Naiad: a system for incremental, iterative and interactive parallel computation: Frank McSherry, MSR

11:00 am on Monday, December 17, 2012
12:30 pm on Monday, December 17, 2012
MCS 148
Abstract: We are developing a new system for large-scale data analysis -- called "Naiad" -- which has the goal of supporting complex iterative queries over dynamic inputs at interactive timescales. Like many existing systems, Naiad supports high-level declarative queries, data-parallel execution, and transparent distribution. Unlike these systems, Naiad can efficiently execute queries with multiple (possibly nested) iterative loops, while simultaneously supporting low-latency incremental changes to the query inputs.
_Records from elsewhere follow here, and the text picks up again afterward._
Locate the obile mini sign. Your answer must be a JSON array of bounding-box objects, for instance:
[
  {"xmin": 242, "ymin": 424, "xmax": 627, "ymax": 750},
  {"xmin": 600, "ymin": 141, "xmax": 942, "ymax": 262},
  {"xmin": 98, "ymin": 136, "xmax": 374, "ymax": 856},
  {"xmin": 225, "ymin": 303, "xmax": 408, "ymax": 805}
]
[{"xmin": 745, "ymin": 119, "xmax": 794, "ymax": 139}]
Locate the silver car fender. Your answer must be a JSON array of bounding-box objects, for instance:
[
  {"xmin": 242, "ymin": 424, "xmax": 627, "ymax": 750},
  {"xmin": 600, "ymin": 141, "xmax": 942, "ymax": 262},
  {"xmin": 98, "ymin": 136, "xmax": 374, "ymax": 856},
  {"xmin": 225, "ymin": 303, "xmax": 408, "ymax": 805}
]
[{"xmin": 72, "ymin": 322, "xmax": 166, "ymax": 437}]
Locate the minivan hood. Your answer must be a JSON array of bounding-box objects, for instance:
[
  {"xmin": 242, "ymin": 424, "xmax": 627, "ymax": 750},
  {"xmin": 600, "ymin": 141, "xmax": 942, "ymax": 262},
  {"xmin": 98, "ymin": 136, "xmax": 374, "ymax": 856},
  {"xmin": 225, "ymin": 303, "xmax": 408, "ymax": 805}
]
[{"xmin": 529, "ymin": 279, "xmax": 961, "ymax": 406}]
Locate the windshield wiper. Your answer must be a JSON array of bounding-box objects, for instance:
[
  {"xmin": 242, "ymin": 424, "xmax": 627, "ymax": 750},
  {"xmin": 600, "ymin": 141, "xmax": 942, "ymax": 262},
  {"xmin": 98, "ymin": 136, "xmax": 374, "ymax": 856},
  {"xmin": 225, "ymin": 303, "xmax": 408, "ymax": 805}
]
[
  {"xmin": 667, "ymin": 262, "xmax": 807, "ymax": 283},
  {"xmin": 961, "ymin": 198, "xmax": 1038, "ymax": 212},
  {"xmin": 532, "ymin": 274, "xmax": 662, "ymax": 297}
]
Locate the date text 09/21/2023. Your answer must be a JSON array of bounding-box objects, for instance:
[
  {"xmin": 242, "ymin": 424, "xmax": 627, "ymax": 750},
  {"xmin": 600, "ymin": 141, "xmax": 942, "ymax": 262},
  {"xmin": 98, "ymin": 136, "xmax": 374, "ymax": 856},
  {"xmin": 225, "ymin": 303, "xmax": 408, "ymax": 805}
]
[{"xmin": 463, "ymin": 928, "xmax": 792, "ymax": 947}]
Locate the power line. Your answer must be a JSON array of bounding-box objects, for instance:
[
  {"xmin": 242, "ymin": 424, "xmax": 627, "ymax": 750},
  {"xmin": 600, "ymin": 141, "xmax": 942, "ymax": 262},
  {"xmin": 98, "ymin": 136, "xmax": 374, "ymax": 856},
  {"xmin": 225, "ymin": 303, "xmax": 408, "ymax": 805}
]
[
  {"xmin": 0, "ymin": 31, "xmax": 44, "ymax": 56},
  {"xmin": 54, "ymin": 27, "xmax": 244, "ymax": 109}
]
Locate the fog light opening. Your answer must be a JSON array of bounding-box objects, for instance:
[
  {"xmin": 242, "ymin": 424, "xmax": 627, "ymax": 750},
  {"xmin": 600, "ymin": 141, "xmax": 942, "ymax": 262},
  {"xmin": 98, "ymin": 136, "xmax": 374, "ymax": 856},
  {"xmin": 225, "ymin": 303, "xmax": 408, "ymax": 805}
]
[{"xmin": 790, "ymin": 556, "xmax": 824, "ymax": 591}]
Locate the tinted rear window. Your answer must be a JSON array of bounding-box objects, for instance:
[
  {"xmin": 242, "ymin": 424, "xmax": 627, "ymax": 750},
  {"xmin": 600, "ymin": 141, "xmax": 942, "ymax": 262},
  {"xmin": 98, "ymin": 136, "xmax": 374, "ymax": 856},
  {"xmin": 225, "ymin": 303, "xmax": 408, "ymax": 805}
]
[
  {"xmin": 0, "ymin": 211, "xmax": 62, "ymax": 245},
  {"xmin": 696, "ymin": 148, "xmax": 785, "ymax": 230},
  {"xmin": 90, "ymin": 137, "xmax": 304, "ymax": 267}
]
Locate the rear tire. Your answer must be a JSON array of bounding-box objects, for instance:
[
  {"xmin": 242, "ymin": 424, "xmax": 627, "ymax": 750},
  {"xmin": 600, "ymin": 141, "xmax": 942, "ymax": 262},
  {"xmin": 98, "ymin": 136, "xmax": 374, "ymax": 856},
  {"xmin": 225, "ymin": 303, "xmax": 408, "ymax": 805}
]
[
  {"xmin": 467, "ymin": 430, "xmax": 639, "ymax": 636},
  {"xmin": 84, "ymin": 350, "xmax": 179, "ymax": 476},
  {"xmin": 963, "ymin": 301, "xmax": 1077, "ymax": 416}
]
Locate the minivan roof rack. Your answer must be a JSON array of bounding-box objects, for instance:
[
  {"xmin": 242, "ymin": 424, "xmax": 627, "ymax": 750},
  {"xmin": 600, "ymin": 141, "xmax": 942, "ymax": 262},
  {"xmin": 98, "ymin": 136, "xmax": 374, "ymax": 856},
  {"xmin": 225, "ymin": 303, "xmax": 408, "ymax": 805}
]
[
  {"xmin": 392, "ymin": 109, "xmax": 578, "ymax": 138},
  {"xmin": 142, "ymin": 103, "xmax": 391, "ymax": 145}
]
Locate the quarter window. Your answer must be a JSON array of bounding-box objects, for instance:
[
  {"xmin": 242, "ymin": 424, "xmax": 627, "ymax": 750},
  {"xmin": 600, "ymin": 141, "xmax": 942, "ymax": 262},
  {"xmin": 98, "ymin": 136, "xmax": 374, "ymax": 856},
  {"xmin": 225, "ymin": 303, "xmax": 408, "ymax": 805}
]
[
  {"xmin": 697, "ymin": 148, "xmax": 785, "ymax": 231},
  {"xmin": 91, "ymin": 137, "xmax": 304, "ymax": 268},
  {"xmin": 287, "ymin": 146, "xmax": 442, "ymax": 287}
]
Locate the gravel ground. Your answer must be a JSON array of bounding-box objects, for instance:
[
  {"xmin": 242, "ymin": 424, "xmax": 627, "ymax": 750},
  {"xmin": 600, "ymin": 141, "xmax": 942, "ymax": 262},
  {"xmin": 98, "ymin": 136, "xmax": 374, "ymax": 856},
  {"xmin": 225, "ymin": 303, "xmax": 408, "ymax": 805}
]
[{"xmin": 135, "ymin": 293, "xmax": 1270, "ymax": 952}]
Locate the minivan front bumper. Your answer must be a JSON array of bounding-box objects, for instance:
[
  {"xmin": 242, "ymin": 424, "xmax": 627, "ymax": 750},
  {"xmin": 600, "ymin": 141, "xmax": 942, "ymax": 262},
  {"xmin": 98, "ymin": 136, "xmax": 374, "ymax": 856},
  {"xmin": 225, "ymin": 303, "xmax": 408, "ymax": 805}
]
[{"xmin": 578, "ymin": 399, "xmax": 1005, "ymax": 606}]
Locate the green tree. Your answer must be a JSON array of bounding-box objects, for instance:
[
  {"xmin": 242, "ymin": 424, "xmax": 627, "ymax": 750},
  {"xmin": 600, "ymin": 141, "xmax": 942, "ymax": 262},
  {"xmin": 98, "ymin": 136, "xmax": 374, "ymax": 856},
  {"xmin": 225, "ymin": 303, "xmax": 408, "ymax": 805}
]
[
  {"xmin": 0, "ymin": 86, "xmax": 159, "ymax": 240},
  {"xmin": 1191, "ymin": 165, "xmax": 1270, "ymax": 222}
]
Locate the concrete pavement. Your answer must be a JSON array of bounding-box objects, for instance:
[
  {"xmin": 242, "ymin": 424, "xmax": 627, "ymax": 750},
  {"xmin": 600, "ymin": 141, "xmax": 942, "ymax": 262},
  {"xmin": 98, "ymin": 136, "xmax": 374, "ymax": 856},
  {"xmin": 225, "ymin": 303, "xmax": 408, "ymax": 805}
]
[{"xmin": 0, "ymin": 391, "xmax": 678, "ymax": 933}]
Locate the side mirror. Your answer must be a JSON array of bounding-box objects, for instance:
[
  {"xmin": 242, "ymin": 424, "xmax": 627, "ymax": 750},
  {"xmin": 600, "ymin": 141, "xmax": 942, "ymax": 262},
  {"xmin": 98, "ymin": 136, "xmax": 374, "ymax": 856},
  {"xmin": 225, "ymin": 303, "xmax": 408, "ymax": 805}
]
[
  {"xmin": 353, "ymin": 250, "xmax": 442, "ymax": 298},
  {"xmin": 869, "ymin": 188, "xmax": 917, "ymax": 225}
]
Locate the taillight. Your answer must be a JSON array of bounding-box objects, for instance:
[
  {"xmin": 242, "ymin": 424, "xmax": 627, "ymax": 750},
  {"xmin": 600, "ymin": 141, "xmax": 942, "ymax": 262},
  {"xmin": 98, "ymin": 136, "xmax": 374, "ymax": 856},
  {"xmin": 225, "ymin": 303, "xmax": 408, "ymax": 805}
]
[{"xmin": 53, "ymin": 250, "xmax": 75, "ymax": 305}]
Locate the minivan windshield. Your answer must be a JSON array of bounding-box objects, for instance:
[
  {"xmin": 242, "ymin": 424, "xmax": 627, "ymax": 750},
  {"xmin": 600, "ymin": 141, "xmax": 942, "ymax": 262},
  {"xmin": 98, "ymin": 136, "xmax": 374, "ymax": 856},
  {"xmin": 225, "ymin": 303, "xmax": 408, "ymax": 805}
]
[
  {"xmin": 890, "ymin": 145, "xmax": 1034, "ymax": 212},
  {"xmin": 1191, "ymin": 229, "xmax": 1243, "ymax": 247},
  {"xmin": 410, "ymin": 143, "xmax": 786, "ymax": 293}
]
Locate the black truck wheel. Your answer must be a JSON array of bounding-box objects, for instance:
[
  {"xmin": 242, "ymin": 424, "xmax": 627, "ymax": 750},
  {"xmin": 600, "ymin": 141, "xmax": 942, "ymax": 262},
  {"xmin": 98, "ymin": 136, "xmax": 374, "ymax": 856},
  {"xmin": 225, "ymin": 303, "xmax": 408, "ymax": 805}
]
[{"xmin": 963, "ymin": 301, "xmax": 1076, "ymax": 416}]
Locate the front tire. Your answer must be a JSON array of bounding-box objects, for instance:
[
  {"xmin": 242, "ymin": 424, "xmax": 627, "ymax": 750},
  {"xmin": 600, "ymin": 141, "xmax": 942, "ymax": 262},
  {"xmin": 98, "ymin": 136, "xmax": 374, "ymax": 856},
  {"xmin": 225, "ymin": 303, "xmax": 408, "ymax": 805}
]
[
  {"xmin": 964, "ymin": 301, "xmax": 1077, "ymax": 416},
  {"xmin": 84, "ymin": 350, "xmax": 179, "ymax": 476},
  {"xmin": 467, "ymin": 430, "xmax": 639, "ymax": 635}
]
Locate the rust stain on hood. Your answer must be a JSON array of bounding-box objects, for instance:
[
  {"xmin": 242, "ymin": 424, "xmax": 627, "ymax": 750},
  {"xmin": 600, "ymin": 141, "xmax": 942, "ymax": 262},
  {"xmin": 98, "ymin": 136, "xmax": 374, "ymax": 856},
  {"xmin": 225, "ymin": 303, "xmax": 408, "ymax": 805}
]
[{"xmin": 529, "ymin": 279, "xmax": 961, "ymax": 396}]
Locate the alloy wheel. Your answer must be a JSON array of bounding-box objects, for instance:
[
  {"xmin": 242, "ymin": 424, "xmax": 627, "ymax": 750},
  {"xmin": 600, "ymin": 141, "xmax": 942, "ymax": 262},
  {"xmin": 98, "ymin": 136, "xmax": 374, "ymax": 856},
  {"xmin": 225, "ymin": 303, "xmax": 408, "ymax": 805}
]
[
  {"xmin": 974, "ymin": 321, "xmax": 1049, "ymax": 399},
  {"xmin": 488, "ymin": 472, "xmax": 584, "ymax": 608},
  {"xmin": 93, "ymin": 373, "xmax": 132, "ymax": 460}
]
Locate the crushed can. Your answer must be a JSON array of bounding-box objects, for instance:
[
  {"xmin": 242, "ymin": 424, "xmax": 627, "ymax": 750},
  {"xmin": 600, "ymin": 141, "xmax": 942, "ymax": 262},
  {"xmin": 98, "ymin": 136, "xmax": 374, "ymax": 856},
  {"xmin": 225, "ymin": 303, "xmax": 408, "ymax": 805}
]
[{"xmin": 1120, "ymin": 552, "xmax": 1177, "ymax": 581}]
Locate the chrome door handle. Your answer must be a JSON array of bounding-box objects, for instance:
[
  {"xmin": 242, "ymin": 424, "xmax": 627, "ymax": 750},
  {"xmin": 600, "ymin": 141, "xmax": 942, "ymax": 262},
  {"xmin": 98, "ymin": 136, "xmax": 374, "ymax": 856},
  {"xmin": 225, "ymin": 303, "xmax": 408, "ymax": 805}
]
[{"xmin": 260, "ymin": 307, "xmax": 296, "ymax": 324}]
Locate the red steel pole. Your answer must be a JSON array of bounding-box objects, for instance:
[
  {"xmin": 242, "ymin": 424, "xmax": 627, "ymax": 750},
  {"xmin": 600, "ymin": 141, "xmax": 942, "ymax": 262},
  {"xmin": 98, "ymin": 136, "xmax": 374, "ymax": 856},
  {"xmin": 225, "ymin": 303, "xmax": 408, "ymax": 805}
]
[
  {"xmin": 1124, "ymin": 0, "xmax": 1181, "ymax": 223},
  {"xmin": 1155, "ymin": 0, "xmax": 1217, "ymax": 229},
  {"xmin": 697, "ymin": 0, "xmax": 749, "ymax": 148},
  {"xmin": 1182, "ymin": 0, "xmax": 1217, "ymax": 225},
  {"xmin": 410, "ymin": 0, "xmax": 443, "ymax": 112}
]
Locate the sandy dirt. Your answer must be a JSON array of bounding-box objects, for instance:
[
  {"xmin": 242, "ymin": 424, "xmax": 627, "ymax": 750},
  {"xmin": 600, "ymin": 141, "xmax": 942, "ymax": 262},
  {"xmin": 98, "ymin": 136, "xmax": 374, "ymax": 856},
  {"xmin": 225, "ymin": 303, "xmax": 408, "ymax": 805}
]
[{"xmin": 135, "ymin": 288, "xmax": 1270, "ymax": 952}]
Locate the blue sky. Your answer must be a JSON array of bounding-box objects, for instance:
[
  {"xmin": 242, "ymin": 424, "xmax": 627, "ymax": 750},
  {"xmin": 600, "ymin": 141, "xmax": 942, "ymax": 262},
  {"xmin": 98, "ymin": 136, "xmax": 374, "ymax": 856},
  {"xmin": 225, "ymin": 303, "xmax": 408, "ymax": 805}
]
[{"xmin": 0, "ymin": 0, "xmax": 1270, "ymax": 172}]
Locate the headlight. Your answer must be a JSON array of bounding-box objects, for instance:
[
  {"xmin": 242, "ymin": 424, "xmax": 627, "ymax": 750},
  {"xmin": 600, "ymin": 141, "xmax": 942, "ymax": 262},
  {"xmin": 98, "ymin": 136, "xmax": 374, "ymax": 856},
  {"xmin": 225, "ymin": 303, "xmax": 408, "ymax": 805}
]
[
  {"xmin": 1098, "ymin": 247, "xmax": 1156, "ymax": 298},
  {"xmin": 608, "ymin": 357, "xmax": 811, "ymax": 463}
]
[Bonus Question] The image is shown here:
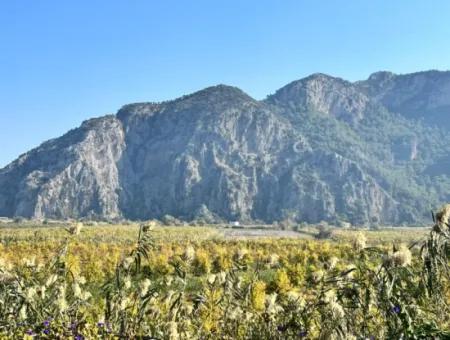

As a highlight of its characteristics, Naiad can not only efficiently compute the strongly connected component structure of a 24 hour sliding window of the Twitter @mention graph (using a doubly nested fixed-point computation), but also maintains the computation with sub-second latencies in the face of Twitter's full volume of continuously arriving tweets. I will describe the computational model underlying Naiad, a generalization of traditional incremental dataflow to partially ordered logical times, and work through some of the (very friendly, picture oriented) mathematical details. I will also highlight several new distributed systems challenges faced in order to fully realize the multiple orders-of-magnitude performance improvements Naiad presents. This is joint work with Derek Murray, Rebecca Isaacs, Michael Isard and Martěn Abadi. Lunch will follow the talk in 135.